I have this model stove, but the back 6 firebricks have been broken, Where can I find this odd ball size brick? Everex has gone under it looks like. thanks Pete


----------



## Woody Stover (Mar 2, 2013)

Welcome, Pete. 
Standard is 4.5 x 9. Some of the bricks on the bottom of the Buck 91 were held in place with silicone caulk (1000* stuff, I assume.) Maybe you could lay a brick on its side across the top of two bricks on end and silicone them in? I have no idea if this would work; More knowledgeable folks will be along shortly.
I _am_ seeing some 13.5 x 4.5 bricks in a google search...


----------



## EatenByLimestone (Mar 2, 2013)

http://www.rumford.com/store/fbslabs.html

It looks like you'll have to cut it down.  I've cut them with an angle grinder and with a tile saw.  

Matt


----------



## Pete Petrosky (Mar 3, 2013)

OK next question, what is the grate area up in the back of the stove up toward the flu exit? It looks like there is a place to set a grate or something but, that part did not come with the stove and it looks like the manufacture is out of business. As for the firebrick I think I have found a less expensive solution , I will use standard 9 in brick then lay one across the top IE 4.5 + 9 = 13.5 , not that a one or a two piece brick setup would be any better or worse , but that using the standard brick will be quite less expensive and I can pick them up locally.


----------



## EatenByLimestone (Mar 3, 2013)

Yup, standard bricks cost less than $3 each at the local concrete yard.

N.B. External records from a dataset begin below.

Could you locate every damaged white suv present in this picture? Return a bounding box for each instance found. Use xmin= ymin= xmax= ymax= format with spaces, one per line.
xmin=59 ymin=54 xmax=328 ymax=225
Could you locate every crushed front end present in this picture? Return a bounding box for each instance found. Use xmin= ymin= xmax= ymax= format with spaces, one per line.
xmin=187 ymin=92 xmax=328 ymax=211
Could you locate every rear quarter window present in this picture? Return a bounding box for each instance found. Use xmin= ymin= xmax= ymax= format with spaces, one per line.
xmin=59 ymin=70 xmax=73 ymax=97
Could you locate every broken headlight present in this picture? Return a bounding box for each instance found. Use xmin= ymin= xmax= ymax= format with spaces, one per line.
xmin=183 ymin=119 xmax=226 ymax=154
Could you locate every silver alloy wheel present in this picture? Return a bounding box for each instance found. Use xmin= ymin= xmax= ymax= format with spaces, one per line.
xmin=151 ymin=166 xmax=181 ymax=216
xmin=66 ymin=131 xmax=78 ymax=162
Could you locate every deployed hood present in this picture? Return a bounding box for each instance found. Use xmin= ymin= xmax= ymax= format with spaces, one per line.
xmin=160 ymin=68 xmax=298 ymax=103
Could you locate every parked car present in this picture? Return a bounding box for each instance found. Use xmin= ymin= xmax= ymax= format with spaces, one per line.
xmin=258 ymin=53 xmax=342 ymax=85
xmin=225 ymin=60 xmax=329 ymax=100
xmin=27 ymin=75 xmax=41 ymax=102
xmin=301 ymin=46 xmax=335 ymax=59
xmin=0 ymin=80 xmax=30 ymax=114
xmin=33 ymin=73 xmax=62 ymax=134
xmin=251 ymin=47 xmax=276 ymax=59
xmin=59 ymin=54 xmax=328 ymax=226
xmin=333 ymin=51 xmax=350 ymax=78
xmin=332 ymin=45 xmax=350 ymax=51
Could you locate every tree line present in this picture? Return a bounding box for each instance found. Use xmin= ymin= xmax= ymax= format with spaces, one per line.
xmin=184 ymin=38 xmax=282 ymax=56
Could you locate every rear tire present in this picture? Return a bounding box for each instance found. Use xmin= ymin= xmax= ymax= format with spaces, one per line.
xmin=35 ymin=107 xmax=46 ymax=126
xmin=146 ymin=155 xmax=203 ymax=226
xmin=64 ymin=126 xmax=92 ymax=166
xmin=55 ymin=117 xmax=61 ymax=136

I'm going to guess that the bracket holds a baffle.  If you have any pics it would be easier to say.  Some baffles are a plate of heavy steel, some are ceramic, and some are firebrick.

Matt


----------



## Pete Petrosky (Mar 3, 2013)

OK its a iron plate so it must have fallen down when the accident happened , thank you now, my chimney pipe hole is on other side and up only a few feet from stove exit (3 feet) the distance around to the hole is almost 8 feet an will require 5 elbows , my question is , will I get enough updraft or will i need a low speed exhaust motor as well?


----------



## EatenByLimestone (Mar 3, 2013)

8 feet of pipe in a 3 foot rise sounds like a tough sell, especially if you have lots of elbows as they cut down the draft severely.  If you have an extremely tall chimney you MAY be able to get away with it.  I wouldn't bet on it though.  A big problem with long horizontal runs is the lack of support and that pesky gravity.  I wouldn't trust the joints even though they are screwed together.  Lots of elbows gives me more cause for concern.  I saw a post on another board where an swivel elbow came apart at the seam with a full load of wood in the stove.  That's not something I ever want to experience and long runs put a lot of stress on a very weak elbow.

Matt


----------



## begreen (Mar 3, 2013)

Pete Petrosky said:


> OK its a iron plate so it must have fallen down when the accident happened , thank you now, my chimney pipe hole is on other side and up only a few feet from stove exit (3 feet) the distance around to the hole is almost 8 feet an will require 5 elbows , my question is , will I get enough updraft or will i need a low speed exhaust motor as well?


 
That sounds like it might be a flame deflecting baffle. It lengthens the flame path. Some stove introduce air at this turn around via a separate air control. Not sure on your stove. Can you post some pictures of inside and out?


----------



## rwhite (Mar 3, 2013)

If you do have to cut them a masonry blade in a chop saw, miter saw or skil saw will work. Soak the bricks in water for 1/2 hour or so and you won't have any dust.


----------



## EatenByLimestone (Mar 3, 2013)

Be careful heating any rock or block that you know has been sitting in water.  Any water trapped inside will turn to steam and if it can't find it's way out fast enough the energy really builds up.  Rocks have been known to explode.  This is the same principle that makes geysers happen instead of hot springs.  The opening on a hot spring is large enough that pressure does not build up when the water is heated.  In a geyser water isn't able to expand and turns to steam that is forced out of a small opening.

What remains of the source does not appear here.